ARSN 117 083 762 APIR WHT0008AU

Performance as at 30 September 2022

1 Spheria Australian Smaller Companies Fund. Returns of the Fund are net of applicable fees, costs and taxes.
2 Benchmark is the S&P/ASX Small Ordinaries Accumulation Index.
3 Inception date of the current investment strategy is 11th July 2016. The Fund was established in June 2005. Past performance is not a reliable indicator of future performance. All p.a. returns are annualised.

Overall Commentary

The Spheria Australian Smaller Companies Fund returned -9.4% (after fees) during the month of September, outperforming the S&P/ASX Small Ordinaries Accumulation Index by 1.8%.

Top 5 Holdings

Market Cap Bands

Source: Spheria Asset Management

Active Sector Exposure

Source: Spheria Asset Management

Markets

Markets struggled over September after the respite in July and August. The Small Ordinaries Accumulation Index declined over 11% with the Mid-Small Index marginally less impacted falling 9.0%. Globally markets were also well down over the month. Bond yields rose in the US and more modestly in Australia such that 10-year yields are now close to 4% in both countries. Other world political events haven’t calmed investors nerves either with energy prices re-asserting themselves and a great deal of angst present with companies we have spoken to around rising energy prices for consumers.

Having said this, we have to acknowledge that markets are now down broadly 20-25% year to date with smaller and microcaps worse affected than Australian large caps. A lot of the present risks are known to some extent – inflation, rising rates, high energy prices and macro uncertainty around the Ukrainian situation. The extreme outliers in smaller companies – the large pockets of overvaluation in speculative growth names – have largely come back down to earth. During September for example several smaller company names were suspended and subsequently removed from indices. These stocks included AVZ Minerals (AVZ.ASX), BWX (BWX.ASX) and Firefox (FFX.ASX) which in aggregate represented close to 1.2% of the small cap index. Investors are now talking about valuation and discount rates again and a more sensible economic lens is being used to allocated capital. Whilst the macro environment continues to present risks, it is worth remembering that fortune favours the intelligently brave and much better opportunities appear at times like these than when there is a positive consensus around buying an over-promoted growth market.

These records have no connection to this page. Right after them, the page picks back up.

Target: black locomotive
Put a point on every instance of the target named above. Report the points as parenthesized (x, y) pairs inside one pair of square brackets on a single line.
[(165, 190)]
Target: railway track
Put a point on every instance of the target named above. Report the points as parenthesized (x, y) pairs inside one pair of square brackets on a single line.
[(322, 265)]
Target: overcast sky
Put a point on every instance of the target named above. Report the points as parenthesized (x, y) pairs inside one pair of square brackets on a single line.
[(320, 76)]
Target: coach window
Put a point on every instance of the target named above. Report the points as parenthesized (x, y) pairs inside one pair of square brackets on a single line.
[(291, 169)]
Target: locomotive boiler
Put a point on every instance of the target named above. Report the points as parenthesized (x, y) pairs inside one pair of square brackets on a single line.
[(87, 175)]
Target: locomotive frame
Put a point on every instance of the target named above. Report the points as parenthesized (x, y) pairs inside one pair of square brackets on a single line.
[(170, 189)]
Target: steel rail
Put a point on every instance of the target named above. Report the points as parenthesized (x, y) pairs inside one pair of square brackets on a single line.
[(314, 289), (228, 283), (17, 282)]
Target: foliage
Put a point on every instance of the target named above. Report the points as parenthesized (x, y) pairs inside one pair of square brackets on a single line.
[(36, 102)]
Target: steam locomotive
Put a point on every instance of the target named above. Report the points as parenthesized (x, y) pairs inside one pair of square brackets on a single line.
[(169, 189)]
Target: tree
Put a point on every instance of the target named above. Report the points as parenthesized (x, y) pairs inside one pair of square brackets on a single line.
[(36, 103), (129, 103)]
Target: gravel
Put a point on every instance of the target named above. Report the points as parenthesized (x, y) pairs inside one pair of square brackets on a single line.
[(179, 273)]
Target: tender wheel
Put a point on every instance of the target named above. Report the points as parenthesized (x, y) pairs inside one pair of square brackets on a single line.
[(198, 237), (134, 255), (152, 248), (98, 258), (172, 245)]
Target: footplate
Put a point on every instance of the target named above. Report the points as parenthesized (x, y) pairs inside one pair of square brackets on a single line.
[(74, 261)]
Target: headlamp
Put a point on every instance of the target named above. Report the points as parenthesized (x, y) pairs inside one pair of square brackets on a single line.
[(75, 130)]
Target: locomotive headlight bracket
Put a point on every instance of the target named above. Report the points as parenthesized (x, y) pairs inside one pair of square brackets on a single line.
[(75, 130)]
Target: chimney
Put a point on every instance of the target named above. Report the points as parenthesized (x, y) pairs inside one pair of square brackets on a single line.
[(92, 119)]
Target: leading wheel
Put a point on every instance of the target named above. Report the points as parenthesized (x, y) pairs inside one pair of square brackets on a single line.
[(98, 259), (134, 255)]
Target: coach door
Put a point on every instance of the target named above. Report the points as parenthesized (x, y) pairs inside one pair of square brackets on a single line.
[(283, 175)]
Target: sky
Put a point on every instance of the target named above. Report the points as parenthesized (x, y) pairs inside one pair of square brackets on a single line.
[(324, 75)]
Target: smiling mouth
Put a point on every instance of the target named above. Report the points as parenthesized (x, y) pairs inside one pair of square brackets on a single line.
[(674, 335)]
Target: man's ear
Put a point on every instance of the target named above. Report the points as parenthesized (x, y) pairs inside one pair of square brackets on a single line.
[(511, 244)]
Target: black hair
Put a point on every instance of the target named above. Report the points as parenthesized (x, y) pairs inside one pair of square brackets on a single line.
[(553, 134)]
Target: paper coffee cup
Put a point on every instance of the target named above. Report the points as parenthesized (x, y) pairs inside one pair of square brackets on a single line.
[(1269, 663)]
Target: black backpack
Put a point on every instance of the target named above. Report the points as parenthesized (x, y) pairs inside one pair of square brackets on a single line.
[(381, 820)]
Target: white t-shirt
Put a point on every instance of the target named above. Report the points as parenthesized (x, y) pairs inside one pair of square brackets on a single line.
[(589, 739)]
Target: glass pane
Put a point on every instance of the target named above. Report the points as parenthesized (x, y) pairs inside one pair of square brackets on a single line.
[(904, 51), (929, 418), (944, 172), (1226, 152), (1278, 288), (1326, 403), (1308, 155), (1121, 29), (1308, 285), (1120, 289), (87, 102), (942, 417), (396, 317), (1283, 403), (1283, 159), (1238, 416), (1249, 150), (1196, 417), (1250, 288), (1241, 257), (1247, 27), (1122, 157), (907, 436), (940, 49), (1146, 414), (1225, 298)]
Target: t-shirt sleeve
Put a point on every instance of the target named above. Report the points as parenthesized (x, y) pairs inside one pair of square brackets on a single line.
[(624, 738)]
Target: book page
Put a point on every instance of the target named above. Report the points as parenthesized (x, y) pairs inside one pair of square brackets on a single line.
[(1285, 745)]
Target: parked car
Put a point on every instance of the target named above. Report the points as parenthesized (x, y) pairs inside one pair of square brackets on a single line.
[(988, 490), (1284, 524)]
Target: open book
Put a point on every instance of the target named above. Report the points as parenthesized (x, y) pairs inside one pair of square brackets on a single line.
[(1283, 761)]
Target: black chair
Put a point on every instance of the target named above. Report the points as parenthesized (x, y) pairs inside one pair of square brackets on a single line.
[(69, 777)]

With that in mind, and a degree of conservatism in our forecasts, we continue to look for the best opportunities across the market and to try to sensibly rotate our portfolios into opportunities that we either thought was too expensive before and / or had material earnings risks.

Major Contributors for the Month

Positive performance contributions from companies owned included:

Michael Hill International (MHJ.ASX) – rose 7.5% in September, in contrast to the broader market which fell during the month. MHJ announced their annual results at the end of August and has been the trend for the last two years, continue to drive earnings grow ahead of revenue, seeing margins expand. Despite a significant number of store days being lost due to COVID-19 lockdowns at the start of the financial year, group revenue grew 7% and EBIT grew 11.1%. This was driven by continued store productivity, growth in digital, and a 76% growth in loyalty members. The balance sheet finished the financial year with ~$96m of net cash and as such the company announced a share buy-back of up to 5% of the company’s issued capital to deliver further earnings accretion to long term shareholders. Despite the impressive results and strong balance sheet, the company is trading on ~4x EV/EBIT and yielding over 7%.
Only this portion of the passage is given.